Jingwei attendit. Quand son regard ne se fixa toujours pas, il leva une main et s'arrêta avant de toucher son visage. Il lui donna assez de temps pour voir le mouvement, mais elle ne réagit pas.
Ses doigts effleurèrent légèrement sa joue.
Le contact la fit tressaillir.
Zhiyi inspira brutalement et le regarda enfin.
La reconnaissance revint par degrés. Ses yeux se focalisèrent sur son visage avant de se déplacer vers la main qu'il avait déjà baissée. Un peu de couleur revint sous la pâleur de sa peau, bien qu'elle paraisse encore trop distante de la salle de bal autour d'eux.
« Ne t'inquiète pas », murmura Jingwei. « Je vais m'en occuper. »
Son attention vacilla vers la foule derrière lui.
Il empêcha ses pensées d'atteindre quel que nouveau problème qui l'attendait là en lui posant une question.
« Où es-tu censée être ? »
« La table », répondit-elle immédiatement. « Hanchuan va être contrarié s'il revient et que je ne suis pas à la table. »
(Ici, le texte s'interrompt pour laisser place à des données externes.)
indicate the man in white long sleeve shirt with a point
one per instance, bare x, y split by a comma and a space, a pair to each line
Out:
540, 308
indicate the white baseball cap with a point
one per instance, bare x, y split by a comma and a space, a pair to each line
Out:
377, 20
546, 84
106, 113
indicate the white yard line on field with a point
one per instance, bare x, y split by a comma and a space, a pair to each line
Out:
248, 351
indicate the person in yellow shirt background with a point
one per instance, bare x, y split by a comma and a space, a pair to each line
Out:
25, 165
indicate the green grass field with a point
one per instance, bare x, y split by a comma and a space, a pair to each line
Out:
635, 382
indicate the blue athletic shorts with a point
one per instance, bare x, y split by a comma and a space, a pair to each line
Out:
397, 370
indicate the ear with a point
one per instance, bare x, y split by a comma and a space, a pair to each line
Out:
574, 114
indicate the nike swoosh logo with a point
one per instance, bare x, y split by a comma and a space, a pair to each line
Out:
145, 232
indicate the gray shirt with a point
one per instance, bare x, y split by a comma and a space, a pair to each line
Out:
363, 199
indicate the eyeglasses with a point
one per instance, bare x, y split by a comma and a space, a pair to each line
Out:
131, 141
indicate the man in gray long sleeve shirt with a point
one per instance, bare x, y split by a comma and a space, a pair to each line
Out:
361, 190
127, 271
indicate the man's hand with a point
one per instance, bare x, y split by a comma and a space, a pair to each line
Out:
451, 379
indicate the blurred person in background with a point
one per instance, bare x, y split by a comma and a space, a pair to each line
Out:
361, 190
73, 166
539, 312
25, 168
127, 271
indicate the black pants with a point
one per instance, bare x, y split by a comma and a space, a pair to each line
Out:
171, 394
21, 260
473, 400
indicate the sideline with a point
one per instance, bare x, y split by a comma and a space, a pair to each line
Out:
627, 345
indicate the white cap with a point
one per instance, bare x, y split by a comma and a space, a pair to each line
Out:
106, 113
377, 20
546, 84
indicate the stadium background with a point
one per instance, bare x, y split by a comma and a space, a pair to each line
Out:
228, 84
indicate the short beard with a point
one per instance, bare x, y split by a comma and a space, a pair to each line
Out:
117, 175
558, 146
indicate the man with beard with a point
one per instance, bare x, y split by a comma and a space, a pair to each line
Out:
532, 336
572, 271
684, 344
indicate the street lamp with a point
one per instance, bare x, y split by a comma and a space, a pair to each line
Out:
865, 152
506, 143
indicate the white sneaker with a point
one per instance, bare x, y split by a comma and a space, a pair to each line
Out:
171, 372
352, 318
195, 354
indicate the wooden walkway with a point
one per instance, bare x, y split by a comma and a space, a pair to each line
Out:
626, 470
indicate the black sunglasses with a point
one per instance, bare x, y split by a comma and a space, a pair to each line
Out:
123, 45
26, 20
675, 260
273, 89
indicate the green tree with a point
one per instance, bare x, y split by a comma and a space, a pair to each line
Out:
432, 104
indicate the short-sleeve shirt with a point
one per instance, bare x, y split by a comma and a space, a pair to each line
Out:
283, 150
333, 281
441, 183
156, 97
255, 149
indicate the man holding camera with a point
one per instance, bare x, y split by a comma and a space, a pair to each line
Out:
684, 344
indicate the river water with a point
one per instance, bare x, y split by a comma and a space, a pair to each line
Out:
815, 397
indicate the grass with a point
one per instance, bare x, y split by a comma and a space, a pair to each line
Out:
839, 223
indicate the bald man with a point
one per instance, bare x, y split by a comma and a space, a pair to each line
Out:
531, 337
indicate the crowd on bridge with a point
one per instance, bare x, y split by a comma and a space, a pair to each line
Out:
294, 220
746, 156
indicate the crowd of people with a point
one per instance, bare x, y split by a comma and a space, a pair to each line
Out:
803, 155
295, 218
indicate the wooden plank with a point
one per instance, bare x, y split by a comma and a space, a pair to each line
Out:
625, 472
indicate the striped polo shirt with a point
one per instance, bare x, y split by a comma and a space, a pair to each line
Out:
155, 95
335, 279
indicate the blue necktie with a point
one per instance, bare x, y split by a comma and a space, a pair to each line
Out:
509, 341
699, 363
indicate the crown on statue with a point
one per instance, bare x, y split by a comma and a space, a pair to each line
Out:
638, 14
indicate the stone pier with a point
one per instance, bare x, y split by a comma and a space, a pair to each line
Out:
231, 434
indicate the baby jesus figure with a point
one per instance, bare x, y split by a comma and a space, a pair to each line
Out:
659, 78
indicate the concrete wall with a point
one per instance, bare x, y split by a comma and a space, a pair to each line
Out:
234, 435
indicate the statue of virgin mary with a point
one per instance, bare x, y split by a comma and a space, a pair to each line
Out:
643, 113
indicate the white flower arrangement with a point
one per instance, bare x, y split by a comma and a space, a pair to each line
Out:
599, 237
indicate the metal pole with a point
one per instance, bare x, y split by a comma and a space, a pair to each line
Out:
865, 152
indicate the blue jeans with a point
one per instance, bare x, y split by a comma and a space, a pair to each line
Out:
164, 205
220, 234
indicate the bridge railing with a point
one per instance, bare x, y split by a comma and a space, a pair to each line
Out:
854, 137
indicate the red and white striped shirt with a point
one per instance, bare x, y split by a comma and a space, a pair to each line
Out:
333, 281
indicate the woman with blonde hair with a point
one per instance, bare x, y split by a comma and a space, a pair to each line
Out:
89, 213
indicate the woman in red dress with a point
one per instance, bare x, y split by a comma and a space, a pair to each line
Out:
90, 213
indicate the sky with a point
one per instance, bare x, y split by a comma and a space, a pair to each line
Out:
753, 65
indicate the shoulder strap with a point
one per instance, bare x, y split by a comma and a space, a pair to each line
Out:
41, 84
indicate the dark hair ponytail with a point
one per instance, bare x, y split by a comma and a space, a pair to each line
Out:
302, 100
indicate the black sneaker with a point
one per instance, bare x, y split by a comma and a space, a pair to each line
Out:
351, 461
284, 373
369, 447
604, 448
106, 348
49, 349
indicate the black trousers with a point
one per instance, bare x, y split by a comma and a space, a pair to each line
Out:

Des pas s'approchèrent derrière Jingwei.
Zeyu avait enfin échappé à sa mère et à la femme qu'elle avait tenté de lui présenter. Il entra dans le rassemblement avec son expression décontractée habituelle, apparemment s'attendant à trouver Zhiyi piégée dans une autre conversation ou décidant encore combien de desserts constituaient une portion raisonnable.
L'expression disparut quand il la vit.
Son regard passa du visage pâle de Zhiyi aux ecchymoses ceinturant ses deux bras. Il ne demanda pas ce qui s'était passé. Il ne regarda pas vers Meilin ou les gardes attendant derrière Jingwei.
Pour une fois, Zeyu ne dit rien.
Jingwei recula lentement, mettant de l'espace entre lui et Zhiyi sans la quitter abruptement.
« Zeyu va te raccompagner », l'assura-t-il. « Hanchuan ne sera pas en colère du tout. Je le promets. »
Zhiyi regarda vers Zeyu.
Il vint se tenir à côté d'elle, assez près pour qu'elle puisse le suivre sans le chercher à travers la foule. Son attention restait sur les marques laissées par les gardes, mais il garda ses mains le long de son corps.
« Salut Professeur », dit-il, son ton le même que celui de Jingwei. « Allons te ramener à la table, hein ? »
Zhiyi acquiesça et se tourna vers les tables.
Zeyu bougea avec elle, se plaçant silencieusement entre elle et tous ceux qui regardaient pendant qu'elle s'éloignait.